According to Blake, it’s fully within his rights as an employee to take along the odd bandage or syringe every time he gets thrown up on, someone yells slurs at him, or he gets “accidentally” scheduled for back-to-back shifts. Beyond the possibility of it getting him fired, Tony can’t find anything wrong with his argument. Ever pragmatic, Lisa is thrilled she won’t have to steal materials from her job since the missing poster has become a moot point.

“All that work on the poster,” Gianna sighs as they pull out of the tiny lot under Daniel’s apartment in Rhinebeck.

“Imagine if we actually had to go around hanging them up though.”

“Yeah, would have been a pain.”

They’re silent for a stretch of dark road.

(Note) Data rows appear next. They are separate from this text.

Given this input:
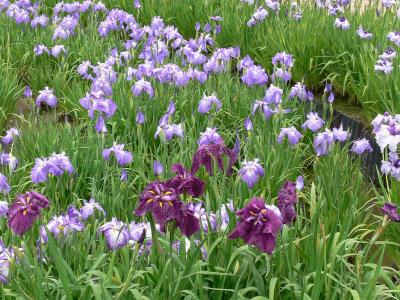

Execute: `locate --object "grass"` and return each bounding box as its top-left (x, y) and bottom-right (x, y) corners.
top-left (0, 0), bottom-right (400, 299)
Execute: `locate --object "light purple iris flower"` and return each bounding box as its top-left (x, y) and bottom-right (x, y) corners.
top-left (198, 94), bottom-right (222, 114)
top-left (132, 79), bottom-right (154, 98)
top-left (381, 152), bottom-right (400, 181)
top-left (387, 31), bottom-right (400, 46)
top-left (244, 118), bottom-right (253, 131)
top-left (36, 86), bottom-right (57, 108)
top-left (79, 198), bottom-right (106, 220)
top-left (351, 138), bottom-right (372, 155)
top-left (314, 129), bottom-right (335, 156)
top-left (301, 112), bottom-right (325, 132)
top-left (239, 158), bottom-right (265, 189)
top-left (334, 17), bottom-right (350, 30)
top-left (102, 142), bottom-right (133, 166)
top-left (0, 201), bottom-right (8, 218)
top-left (99, 218), bottom-right (130, 250)
top-left (153, 160), bottom-right (164, 176)
top-left (197, 128), bottom-right (224, 146)
top-left (0, 173), bottom-right (11, 195)
top-left (50, 45), bottom-right (68, 57)
top-left (1, 128), bottom-right (19, 145)
top-left (277, 126), bottom-right (303, 145)
top-left (136, 110), bottom-right (145, 124)
top-left (333, 126), bottom-right (349, 143)
top-left (31, 152), bottom-right (74, 184)
top-left (263, 84), bottom-right (283, 105)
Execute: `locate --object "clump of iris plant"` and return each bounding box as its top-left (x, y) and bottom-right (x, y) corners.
top-left (278, 181), bottom-right (297, 224)
top-left (31, 152), bottom-right (74, 184)
top-left (229, 198), bottom-right (283, 254)
top-left (7, 191), bottom-right (50, 235)
top-left (239, 158), bottom-right (265, 189)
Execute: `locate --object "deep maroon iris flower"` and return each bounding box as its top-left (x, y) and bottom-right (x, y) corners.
top-left (192, 139), bottom-right (240, 176)
top-left (229, 198), bottom-right (282, 254)
top-left (278, 181), bottom-right (297, 224)
top-left (7, 191), bottom-right (50, 235)
top-left (381, 202), bottom-right (400, 222)
top-left (135, 181), bottom-right (182, 229)
top-left (166, 164), bottom-right (205, 197)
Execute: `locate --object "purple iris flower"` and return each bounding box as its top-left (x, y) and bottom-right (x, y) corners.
top-left (153, 160), bottom-right (164, 176)
top-left (334, 17), bottom-right (350, 30)
top-left (166, 164), bottom-right (205, 197)
top-left (296, 176), bottom-right (304, 191)
top-left (278, 181), bottom-right (297, 224)
top-left (31, 152), bottom-right (74, 183)
top-left (0, 173), bottom-right (11, 195)
top-left (244, 118), bottom-right (253, 131)
top-left (263, 84), bottom-right (283, 105)
top-left (197, 128), bottom-right (224, 146)
top-left (98, 218), bottom-right (130, 250)
top-left (136, 110), bottom-right (145, 125)
top-left (381, 152), bottom-right (400, 181)
top-left (375, 59), bottom-right (393, 74)
top-left (356, 25), bottom-right (373, 40)
top-left (387, 31), bottom-right (400, 46)
top-left (333, 126), bottom-right (349, 143)
top-left (50, 45), bottom-right (68, 57)
top-left (272, 68), bottom-right (292, 82)
top-left (351, 138), bottom-right (372, 155)
top-left (301, 112), bottom-right (325, 132)
top-left (135, 181), bottom-right (183, 232)
top-left (272, 51), bottom-right (293, 69)
top-left (39, 214), bottom-right (85, 243)
top-left (119, 170), bottom-right (128, 182)
top-left (24, 85), bottom-right (32, 98)
top-left (102, 142), bottom-right (133, 166)
top-left (1, 128), bottom-right (19, 145)
top-left (247, 6), bottom-right (268, 27)
top-left (36, 86), bottom-right (57, 108)
top-left (241, 65), bottom-right (268, 86)
top-left (7, 191), bottom-right (50, 235)
top-left (132, 79), bottom-right (154, 98)
top-left (0, 153), bottom-right (19, 171)
top-left (198, 94), bottom-right (222, 114)
top-left (277, 126), bottom-right (303, 145)
top-left (154, 114), bottom-right (183, 141)
top-left (0, 201), bottom-right (8, 218)
top-left (239, 158), bottom-right (265, 189)
top-left (381, 202), bottom-right (400, 222)
top-left (229, 198), bottom-right (282, 254)
top-left (379, 47), bottom-right (397, 60)
top-left (288, 82), bottom-right (312, 101)
top-left (314, 129), bottom-right (335, 156)
top-left (192, 139), bottom-right (240, 176)
top-left (79, 198), bottom-right (106, 220)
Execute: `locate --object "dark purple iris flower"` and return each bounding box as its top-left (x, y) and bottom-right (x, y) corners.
top-left (278, 181), bottom-right (297, 224)
top-left (135, 181), bottom-right (200, 236)
top-left (192, 138), bottom-right (240, 176)
top-left (135, 181), bottom-right (182, 230)
top-left (381, 202), bottom-right (400, 222)
top-left (7, 191), bottom-right (50, 235)
top-left (229, 198), bottom-right (282, 254)
top-left (166, 164), bottom-right (205, 197)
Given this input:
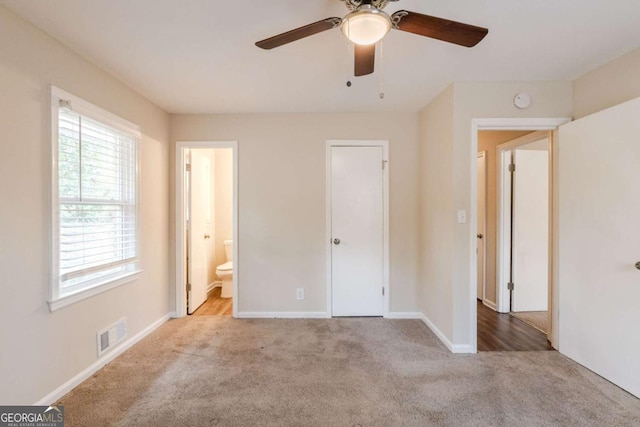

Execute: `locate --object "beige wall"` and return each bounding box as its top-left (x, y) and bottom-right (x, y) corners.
top-left (171, 113), bottom-right (418, 312)
top-left (0, 7), bottom-right (169, 404)
top-left (419, 85), bottom-right (454, 337)
top-left (420, 81), bottom-right (573, 351)
top-left (478, 130), bottom-right (529, 304)
top-left (573, 48), bottom-right (640, 118)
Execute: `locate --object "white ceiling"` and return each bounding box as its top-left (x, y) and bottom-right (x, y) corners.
top-left (0, 0), bottom-right (640, 113)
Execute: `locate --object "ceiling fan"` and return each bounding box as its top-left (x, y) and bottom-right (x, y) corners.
top-left (256, 0), bottom-right (489, 76)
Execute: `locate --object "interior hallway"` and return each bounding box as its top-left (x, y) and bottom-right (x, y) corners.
top-left (477, 301), bottom-right (553, 351)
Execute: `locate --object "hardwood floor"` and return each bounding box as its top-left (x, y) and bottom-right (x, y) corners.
top-left (478, 301), bottom-right (553, 351)
top-left (192, 288), bottom-right (233, 316)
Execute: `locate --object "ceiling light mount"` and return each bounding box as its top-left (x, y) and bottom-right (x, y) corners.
top-left (342, 0), bottom-right (398, 10)
top-left (340, 4), bottom-right (391, 46)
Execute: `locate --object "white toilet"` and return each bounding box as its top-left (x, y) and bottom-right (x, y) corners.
top-left (216, 240), bottom-right (233, 298)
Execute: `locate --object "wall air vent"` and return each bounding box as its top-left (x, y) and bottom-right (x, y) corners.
top-left (97, 317), bottom-right (127, 356)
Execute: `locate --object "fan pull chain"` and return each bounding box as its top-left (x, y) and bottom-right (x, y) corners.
top-left (378, 40), bottom-right (384, 99)
top-left (346, 42), bottom-right (353, 87)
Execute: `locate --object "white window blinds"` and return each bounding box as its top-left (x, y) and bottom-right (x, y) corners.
top-left (57, 101), bottom-right (138, 297)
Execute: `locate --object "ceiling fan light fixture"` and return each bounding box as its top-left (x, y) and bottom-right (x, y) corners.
top-left (340, 4), bottom-right (391, 46)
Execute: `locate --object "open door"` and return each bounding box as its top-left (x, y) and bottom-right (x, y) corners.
top-left (187, 150), bottom-right (211, 314)
top-left (555, 98), bottom-right (640, 397)
top-left (511, 145), bottom-right (549, 312)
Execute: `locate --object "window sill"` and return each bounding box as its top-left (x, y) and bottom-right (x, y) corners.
top-left (49, 270), bottom-right (142, 313)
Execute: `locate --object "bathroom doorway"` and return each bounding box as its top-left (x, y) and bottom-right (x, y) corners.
top-left (176, 142), bottom-right (239, 317)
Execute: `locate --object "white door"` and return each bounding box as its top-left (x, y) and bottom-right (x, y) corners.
top-left (331, 146), bottom-right (384, 316)
top-left (511, 145), bottom-right (549, 311)
top-left (557, 99), bottom-right (640, 397)
top-left (187, 150), bottom-right (211, 314)
top-left (476, 151), bottom-right (487, 300)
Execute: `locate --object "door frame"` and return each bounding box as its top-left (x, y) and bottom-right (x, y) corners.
top-left (325, 139), bottom-right (391, 317)
top-left (496, 130), bottom-right (553, 316)
top-left (476, 150), bottom-right (489, 305)
top-left (174, 141), bottom-right (240, 318)
top-left (468, 117), bottom-right (572, 353)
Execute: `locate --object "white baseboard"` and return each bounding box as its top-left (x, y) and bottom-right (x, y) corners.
top-left (384, 311), bottom-right (422, 319)
top-left (420, 313), bottom-right (473, 353)
top-left (482, 299), bottom-right (498, 311)
top-left (236, 311), bottom-right (331, 319)
top-left (34, 313), bottom-right (176, 406)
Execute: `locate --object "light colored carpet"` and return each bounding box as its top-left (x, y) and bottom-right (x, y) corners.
top-left (58, 317), bottom-right (640, 427)
top-left (511, 311), bottom-right (549, 334)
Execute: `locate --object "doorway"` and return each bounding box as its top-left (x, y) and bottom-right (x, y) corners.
top-left (497, 131), bottom-right (552, 336)
top-left (326, 141), bottom-right (389, 316)
top-left (176, 141), bottom-right (239, 317)
top-left (469, 118), bottom-right (570, 352)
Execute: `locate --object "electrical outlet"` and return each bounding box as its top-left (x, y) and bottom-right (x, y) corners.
top-left (458, 210), bottom-right (467, 224)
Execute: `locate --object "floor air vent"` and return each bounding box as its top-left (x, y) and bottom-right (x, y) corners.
top-left (98, 317), bottom-right (127, 356)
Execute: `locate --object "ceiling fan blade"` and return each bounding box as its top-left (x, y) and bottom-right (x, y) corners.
top-left (391, 10), bottom-right (489, 47)
top-left (353, 44), bottom-right (376, 77)
top-left (256, 18), bottom-right (342, 49)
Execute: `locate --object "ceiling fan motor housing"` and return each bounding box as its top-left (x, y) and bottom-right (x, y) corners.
top-left (340, 4), bottom-right (391, 46)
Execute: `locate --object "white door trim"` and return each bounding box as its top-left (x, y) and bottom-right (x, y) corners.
top-left (468, 117), bottom-right (571, 353)
top-left (174, 141), bottom-right (240, 317)
top-left (476, 150), bottom-right (489, 305)
top-left (325, 140), bottom-right (391, 317)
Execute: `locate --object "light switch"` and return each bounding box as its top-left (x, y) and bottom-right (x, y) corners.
top-left (458, 209), bottom-right (467, 224)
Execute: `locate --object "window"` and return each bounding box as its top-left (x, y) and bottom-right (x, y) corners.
top-left (50, 88), bottom-right (140, 310)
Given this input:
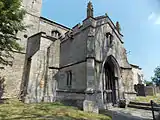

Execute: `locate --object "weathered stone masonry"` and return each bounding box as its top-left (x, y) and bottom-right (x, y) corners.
top-left (0, 0), bottom-right (144, 112)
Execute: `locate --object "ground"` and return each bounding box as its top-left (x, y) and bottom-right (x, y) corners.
top-left (0, 100), bottom-right (111, 120)
top-left (134, 94), bottom-right (160, 104)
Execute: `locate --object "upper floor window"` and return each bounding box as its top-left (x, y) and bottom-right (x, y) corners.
top-left (106, 32), bottom-right (113, 47)
top-left (51, 30), bottom-right (61, 38)
top-left (67, 71), bottom-right (72, 88)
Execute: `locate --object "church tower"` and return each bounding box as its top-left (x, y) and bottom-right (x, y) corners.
top-left (22, 0), bottom-right (42, 17)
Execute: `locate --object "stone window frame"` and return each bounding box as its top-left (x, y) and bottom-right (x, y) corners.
top-left (66, 70), bottom-right (73, 88)
top-left (106, 32), bottom-right (114, 48)
top-left (51, 30), bottom-right (61, 38)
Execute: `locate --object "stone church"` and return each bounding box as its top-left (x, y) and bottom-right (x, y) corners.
top-left (0, 0), bottom-right (143, 109)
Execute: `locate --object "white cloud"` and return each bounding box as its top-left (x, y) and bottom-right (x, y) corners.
top-left (154, 16), bottom-right (160, 25)
top-left (148, 12), bottom-right (160, 25)
top-left (148, 12), bottom-right (156, 20)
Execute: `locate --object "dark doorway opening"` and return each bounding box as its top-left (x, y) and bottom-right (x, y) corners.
top-left (104, 57), bottom-right (119, 105)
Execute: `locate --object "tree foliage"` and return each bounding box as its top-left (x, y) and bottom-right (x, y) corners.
top-left (151, 66), bottom-right (160, 86)
top-left (0, 0), bottom-right (25, 65)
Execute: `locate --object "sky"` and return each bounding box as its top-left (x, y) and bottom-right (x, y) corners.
top-left (42, 0), bottom-right (160, 81)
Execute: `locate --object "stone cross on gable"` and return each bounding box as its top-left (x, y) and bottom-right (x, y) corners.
top-left (87, 2), bottom-right (93, 18)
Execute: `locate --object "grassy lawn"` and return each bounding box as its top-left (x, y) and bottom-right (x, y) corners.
top-left (0, 100), bottom-right (111, 120)
top-left (135, 94), bottom-right (160, 104)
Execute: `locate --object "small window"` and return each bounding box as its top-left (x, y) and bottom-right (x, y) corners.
top-left (51, 30), bottom-right (61, 38)
top-left (106, 32), bottom-right (113, 47)
top-left (67, 71), bottom-right (72, 88)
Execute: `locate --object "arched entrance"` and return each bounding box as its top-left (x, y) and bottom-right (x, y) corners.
top-left (103, 56), bottom-right (119, 105)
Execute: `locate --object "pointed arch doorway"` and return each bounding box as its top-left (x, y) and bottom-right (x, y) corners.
top-left (103, 56), bottom-right (120, 105)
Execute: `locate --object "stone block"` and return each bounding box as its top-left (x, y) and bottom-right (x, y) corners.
top-left (83, 100), bottom-right (99, 113)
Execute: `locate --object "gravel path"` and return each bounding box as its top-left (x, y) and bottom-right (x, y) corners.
top-left (104, 108), bottom-right (158, 120)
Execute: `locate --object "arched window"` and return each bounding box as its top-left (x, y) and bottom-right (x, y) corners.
top-left (51, 30), bottom-right (61, 38)
top-left (106, 32), bottom-right (113, 47)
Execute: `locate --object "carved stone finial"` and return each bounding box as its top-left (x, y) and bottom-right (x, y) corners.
top-left (116, 21), bottom-right (121, 33)
top-left (87, 1), bottom-right (93, 18)
top-left (105, 13), bottom-right (108, 16)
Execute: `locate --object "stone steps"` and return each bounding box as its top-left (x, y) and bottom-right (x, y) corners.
top-left (127, 102), bottom-right (159, 111)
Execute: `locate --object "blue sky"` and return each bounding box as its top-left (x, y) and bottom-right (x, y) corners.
top-left (42, 0), bottom-right (160, 80)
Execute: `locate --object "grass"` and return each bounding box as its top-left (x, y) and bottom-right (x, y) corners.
top-left (0, 100), bottom-right (111, 120)
top-left (134, 94), bottom-right (160, 104)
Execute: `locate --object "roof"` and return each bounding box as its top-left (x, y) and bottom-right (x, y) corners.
top-left (40, 16), bottom-right (71, 30)
top-left (130, 64), bottom-right (142, 70)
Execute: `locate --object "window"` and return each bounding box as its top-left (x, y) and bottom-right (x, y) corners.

“Why didn’t you tell me you thought she had something to do with it?” Gianna asks Tony. “She’s my friend. I was trying to, like, support her. If I had known…”

He freezes, foot slipping on the accelerator.

“You would have, what? Called the cops?”

“I mean, maybe?”

Even Gianna knows it would be the sensible option. And she’s closest to Lily of all of them. The things Tony is willing to do for Daniel…

“Seriously though. Why didn’t you tell me?”

“We…weren’t really talking,” Tony mutters.

Gianna crosses her arms under her chest. “Yeah. Why was that?”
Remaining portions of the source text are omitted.